On peut se demander s’il est moralement acceptable pour un missionnaire de faire dire à l’Apocalypse « tigre » alors qu’il est écrit « dragon », ou « robes rouges » alors qu’il est écrit « robes blanches ». La transposition n’est alors pas fidèle aux faits. Le missionnaire sera-t-il pour autant coupable de mensonge ? La traduction doit-elle absolument coller aux faits, même quand elle suscite de l’incompréhension ou des malentendus ? Ce littéralisme correspond-il à la volonté de Dieu et à sa manière de procéder ? N’est-il pas parfaitement moral pour un missionnaire ou pour Dieu d’adapter le message transmis en fonction de la culture de ceux auxquels il s’adresse ? La Bible n’est-elle pas porteuse d’un message qui dépasse les particularismes culturels et qui peut être mieux transmis en le détachant de ses données factuelles et en l’exprimant à partir de termes culturels qui sont familiers aux personnes qui le reçoivent ?

 

La découverte de la vérité de la nature a été déléguée à l’humanité

Il est à mon sens évident que Dieu peut moralement adapter son message en fonction des conceptions culturelles bien ancrées de ceux auxquels il s’adresse, même si cet ajustement ne s’accorde pas avec les faits exacts. Par ailleurs, un autre facteur doit être pris en compte. Les Écritures ont été données pour rendre les hommes sages en ayant, pour préoccupation, le salut, et non la science (2 Tim. 3:16-17). Ni Jésus ni aucun des apôtres ou des prophètes n’ont délivré un enseignement visant l’apprentissage de la science ou cherchant à corriger celle de l’époque. Genèse 1:26-28 nous apprend que Dieu a délégué la découverte de la vérité de la nature à l’humanité, à tous les humains, aux incroyants comme aux croyants. Cette vision est inscrite dans la création, et l’histoire de la science corrobore cette révélation. Elle montre que même les athées peuvent faire de grandes découvertes scientifiques, et que croyants et incroyants peuvent s’appuyer sur les travaux respectifs des uns et des autres parce que leur domaine d’investigation commun est celui de la connaissance de la nature.

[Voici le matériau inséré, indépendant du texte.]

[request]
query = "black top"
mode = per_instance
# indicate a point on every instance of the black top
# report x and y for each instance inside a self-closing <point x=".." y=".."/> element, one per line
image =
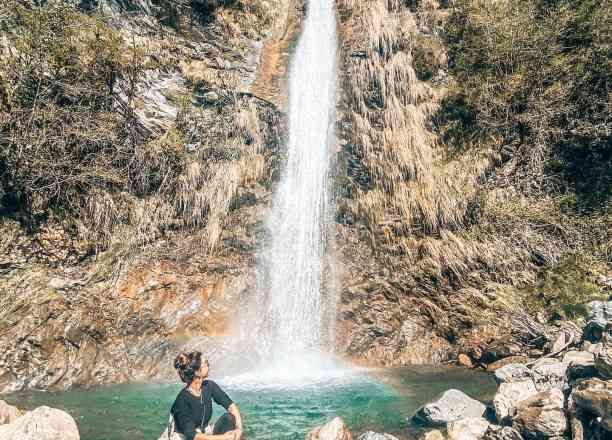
<point x="191" y="412"/>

Étant donné que Dieu a délégué la responsabilité de la découverte des connaissances de la nature à l’humanité, il ne révèle pas ce savoir. Il n’est pas comme un dirigeant insensé qui délègue des responsabilités, puis accomplit le travail lui-même. Il a délégué cette responsabilité à l’humanité et il la laisse entièrement entre ses mains. Comme cette délégation est conférée à toute l’humanité, lorsque Dieu livre une révélation divine dans les Écritures, il ne divulgue pas des vérités scientifiques qui feraient avancer la compréhension scientifique du peuple qu’il a choisi aux dépens du reste de l’humanité. Bien au contraire, en respect de son propre engagement de déléguer la découverte des vérités scientifiques à toute l’humanité, il adapte le message de sa révélation à la science de l’époque[vii]. Par conséquent, Dieu ne ment pas et ne se trompe pas quand sa Parole ne s’accorde pas avec les découvertes de la science moderne, parce que la science per se (en soi) qu’il a intégrée dans les Écritures n’est pas une révélation divine mais une simple adaptation à la science de l’époque.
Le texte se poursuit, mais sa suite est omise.